Investigators are likely to want to establish how a Ugandan political figure secured a role within the Immigration and Nationality Directorate and, crucially, whether any asylum claims were improperly influenced.
Mr Guma-Komwiswa has been suspended from his job at the Home Office and has resigned from his political post at the NRM. But he said he was not concerned about the inquiry. “I’m not bothered at all. If there is no truth in what they’re saying, why should I be bothered? Obviously, you judge [asylum] on merit - that is Home Office procedure.”

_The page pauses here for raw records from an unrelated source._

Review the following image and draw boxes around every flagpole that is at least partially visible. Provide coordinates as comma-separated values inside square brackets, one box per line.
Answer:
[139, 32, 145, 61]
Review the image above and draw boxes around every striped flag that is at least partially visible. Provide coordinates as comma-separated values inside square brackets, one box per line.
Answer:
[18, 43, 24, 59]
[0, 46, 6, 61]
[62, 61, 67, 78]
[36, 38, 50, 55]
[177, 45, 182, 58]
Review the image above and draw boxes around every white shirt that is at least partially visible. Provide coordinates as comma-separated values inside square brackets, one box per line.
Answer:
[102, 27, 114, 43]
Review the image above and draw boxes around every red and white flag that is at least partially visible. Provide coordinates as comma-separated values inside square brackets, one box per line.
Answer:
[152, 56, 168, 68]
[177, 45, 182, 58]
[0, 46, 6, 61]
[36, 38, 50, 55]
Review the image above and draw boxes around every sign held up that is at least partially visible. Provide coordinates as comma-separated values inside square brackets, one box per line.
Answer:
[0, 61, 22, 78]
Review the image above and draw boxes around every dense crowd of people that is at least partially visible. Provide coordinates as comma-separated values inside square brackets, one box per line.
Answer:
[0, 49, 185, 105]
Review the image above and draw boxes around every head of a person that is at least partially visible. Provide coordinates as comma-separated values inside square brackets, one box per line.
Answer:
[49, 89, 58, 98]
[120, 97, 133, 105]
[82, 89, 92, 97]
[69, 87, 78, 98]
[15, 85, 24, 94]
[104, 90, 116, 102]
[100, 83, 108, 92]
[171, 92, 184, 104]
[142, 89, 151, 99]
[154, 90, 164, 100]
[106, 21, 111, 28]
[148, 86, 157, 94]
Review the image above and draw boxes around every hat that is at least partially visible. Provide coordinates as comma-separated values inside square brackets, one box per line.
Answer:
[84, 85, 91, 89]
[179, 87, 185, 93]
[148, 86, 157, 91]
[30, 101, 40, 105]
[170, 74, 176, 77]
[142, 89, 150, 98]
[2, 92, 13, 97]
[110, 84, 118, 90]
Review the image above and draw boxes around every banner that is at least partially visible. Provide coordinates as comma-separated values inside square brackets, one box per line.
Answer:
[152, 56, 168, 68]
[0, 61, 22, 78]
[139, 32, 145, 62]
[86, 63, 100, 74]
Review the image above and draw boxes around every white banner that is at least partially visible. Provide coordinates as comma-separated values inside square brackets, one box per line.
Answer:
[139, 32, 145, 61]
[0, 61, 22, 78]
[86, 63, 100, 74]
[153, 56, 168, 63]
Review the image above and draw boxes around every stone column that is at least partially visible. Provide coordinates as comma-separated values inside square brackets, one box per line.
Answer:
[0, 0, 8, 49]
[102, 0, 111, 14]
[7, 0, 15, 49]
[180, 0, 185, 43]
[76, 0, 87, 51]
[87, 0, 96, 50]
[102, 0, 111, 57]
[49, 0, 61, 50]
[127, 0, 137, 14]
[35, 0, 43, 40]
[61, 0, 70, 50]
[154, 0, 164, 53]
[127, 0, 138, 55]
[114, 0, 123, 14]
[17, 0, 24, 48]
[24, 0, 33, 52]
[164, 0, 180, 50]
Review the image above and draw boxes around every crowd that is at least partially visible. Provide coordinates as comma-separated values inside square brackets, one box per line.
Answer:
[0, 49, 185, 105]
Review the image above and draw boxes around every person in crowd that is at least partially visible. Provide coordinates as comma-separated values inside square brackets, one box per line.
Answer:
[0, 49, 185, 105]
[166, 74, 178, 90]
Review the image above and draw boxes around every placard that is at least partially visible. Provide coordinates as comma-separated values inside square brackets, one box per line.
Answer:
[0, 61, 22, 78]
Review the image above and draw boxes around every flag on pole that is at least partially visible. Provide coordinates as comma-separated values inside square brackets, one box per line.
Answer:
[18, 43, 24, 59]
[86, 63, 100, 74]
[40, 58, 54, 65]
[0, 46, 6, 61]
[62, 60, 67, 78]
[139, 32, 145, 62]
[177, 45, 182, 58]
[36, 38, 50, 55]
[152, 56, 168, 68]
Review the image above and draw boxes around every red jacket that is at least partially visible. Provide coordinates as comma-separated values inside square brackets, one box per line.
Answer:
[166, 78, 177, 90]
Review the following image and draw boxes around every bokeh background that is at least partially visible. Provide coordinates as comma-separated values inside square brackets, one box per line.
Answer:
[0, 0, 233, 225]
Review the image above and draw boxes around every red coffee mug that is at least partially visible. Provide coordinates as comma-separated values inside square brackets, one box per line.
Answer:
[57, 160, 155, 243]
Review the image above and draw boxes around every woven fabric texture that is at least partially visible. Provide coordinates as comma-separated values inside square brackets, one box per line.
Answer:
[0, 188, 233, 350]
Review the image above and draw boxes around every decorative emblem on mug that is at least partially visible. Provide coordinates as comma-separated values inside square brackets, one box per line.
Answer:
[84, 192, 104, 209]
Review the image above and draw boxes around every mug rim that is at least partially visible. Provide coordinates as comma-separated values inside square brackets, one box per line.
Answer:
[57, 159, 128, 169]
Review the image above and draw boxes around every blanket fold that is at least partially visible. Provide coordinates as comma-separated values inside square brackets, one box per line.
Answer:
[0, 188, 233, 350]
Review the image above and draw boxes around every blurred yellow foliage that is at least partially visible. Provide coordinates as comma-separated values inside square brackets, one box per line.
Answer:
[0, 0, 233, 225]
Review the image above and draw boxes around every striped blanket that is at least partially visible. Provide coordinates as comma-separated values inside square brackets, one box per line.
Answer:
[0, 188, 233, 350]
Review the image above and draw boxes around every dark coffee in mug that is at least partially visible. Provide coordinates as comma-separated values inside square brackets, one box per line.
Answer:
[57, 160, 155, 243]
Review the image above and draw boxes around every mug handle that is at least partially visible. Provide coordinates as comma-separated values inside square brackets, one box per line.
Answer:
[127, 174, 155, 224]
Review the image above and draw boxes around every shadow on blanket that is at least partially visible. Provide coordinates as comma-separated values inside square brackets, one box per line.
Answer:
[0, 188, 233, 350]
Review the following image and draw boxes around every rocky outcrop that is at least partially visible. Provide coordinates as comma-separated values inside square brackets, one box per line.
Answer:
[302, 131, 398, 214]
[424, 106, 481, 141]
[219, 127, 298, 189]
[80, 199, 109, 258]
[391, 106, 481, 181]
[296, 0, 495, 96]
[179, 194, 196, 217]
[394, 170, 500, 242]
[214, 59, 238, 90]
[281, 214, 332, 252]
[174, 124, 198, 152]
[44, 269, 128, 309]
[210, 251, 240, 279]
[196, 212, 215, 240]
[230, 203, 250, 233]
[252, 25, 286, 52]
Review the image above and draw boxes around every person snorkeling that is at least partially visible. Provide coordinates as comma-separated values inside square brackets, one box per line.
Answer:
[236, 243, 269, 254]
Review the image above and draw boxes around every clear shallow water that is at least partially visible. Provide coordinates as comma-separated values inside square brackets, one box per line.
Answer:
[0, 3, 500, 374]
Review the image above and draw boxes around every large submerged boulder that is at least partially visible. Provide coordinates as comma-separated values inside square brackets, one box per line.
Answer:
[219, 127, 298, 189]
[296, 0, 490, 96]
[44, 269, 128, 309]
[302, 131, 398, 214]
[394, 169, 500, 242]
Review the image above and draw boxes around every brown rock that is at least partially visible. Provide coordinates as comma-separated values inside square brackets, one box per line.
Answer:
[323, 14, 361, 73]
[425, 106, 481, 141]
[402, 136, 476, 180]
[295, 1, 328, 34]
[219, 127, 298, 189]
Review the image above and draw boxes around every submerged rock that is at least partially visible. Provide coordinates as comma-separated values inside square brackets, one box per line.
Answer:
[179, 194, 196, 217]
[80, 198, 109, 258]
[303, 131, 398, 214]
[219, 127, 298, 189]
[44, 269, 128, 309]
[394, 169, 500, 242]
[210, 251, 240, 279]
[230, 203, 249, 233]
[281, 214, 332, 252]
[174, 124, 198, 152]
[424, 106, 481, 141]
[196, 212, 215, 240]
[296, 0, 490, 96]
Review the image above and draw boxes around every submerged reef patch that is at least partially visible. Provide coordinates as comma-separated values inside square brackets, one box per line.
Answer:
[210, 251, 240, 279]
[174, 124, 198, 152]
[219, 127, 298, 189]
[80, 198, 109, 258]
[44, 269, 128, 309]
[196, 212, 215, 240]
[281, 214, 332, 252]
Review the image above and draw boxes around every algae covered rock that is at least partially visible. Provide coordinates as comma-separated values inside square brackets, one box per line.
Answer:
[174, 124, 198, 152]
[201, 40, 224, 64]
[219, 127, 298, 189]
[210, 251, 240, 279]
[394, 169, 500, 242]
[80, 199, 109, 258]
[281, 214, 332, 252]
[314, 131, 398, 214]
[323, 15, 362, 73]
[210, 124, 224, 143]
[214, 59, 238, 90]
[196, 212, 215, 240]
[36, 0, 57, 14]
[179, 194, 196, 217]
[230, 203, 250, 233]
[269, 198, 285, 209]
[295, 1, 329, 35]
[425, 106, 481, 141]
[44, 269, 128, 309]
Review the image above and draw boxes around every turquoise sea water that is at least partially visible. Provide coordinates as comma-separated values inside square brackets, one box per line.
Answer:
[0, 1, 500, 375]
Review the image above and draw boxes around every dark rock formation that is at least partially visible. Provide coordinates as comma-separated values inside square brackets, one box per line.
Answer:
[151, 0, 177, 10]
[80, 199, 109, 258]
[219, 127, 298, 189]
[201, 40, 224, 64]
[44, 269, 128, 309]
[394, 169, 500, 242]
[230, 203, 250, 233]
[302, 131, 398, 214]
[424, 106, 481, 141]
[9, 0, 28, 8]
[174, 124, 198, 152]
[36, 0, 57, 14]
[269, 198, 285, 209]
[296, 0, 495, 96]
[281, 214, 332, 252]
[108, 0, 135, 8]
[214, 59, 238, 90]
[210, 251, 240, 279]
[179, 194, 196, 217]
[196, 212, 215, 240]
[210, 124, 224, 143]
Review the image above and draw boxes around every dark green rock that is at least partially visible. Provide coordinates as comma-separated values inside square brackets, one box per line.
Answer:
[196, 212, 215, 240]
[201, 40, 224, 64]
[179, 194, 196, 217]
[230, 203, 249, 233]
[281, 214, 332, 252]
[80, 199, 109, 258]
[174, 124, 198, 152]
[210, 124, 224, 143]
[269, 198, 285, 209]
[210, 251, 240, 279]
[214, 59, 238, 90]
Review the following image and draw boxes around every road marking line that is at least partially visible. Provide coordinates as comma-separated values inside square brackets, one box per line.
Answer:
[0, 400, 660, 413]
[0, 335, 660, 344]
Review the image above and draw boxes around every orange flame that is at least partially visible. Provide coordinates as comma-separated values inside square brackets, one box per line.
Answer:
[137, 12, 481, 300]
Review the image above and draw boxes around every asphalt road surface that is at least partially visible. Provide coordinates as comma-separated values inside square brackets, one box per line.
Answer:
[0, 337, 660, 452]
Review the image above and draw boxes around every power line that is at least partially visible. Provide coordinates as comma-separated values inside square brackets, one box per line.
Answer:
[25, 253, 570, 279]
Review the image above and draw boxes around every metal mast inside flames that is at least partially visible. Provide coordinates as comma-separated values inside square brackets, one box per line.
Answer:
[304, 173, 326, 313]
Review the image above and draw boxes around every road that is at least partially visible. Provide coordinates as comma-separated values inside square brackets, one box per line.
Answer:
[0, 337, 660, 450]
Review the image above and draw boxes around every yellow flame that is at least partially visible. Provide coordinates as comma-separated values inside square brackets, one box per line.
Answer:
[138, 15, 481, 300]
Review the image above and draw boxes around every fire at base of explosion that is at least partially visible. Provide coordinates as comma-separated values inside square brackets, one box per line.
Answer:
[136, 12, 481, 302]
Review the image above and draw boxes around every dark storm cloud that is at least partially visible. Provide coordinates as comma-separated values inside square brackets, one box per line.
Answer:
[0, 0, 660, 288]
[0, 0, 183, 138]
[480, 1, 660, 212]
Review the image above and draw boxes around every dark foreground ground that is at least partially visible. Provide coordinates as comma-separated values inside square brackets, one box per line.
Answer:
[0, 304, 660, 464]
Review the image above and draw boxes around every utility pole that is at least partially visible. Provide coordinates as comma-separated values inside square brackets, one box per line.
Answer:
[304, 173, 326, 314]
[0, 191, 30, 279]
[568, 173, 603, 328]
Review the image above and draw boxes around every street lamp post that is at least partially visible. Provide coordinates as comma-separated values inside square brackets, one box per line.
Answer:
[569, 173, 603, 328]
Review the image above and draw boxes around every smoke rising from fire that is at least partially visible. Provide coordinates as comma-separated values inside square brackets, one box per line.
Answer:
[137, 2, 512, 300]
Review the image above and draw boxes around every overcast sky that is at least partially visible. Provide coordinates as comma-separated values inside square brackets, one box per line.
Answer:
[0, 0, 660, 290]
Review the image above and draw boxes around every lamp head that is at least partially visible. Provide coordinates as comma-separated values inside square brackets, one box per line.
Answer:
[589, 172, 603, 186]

Mr Guma-Komwiswa’s two worlds collided at a meeting in Bermondsey this year, scheduled in the run-up to the first democratic elections in Uganda in 26 years in February. The Guardian has obtained a video of the meeting, held on February 11 for various political groupings within the Ugandan community to debate the forthcoming polls.
The footage shows Mr Guma-Komwiswa sitting on a panel of seven political representatives from different parties, introduced by the chairman as “Mr Guma-Komwiswa of NRM”.
Alex Oringa, an immigration lawyer with ties to Ugandan opposition groups, said he took his seat at the meeting, looked up, and saw someone he recognised from his asylum work. He raised a point of information. “I asked him to confirm whether he was the very Mr Guma who works in the Home Office,” he recalled. “I said, 'How do you exercise impartiality deciding on their matters when you are identified so clearly with the regime?”
In the months that followed, Mr Oringa filed two separate complaints to the immigration service’s complaints unit. He said that one Ugandan client’s immigration matters should not have been administered by a leading representative of the ruling party from the regime she was claiming to flee. Another client, he alleged, had been dissuaded from applying for asylum by Mr Guma-Komwiswa. It would take several months for an investigation to begin.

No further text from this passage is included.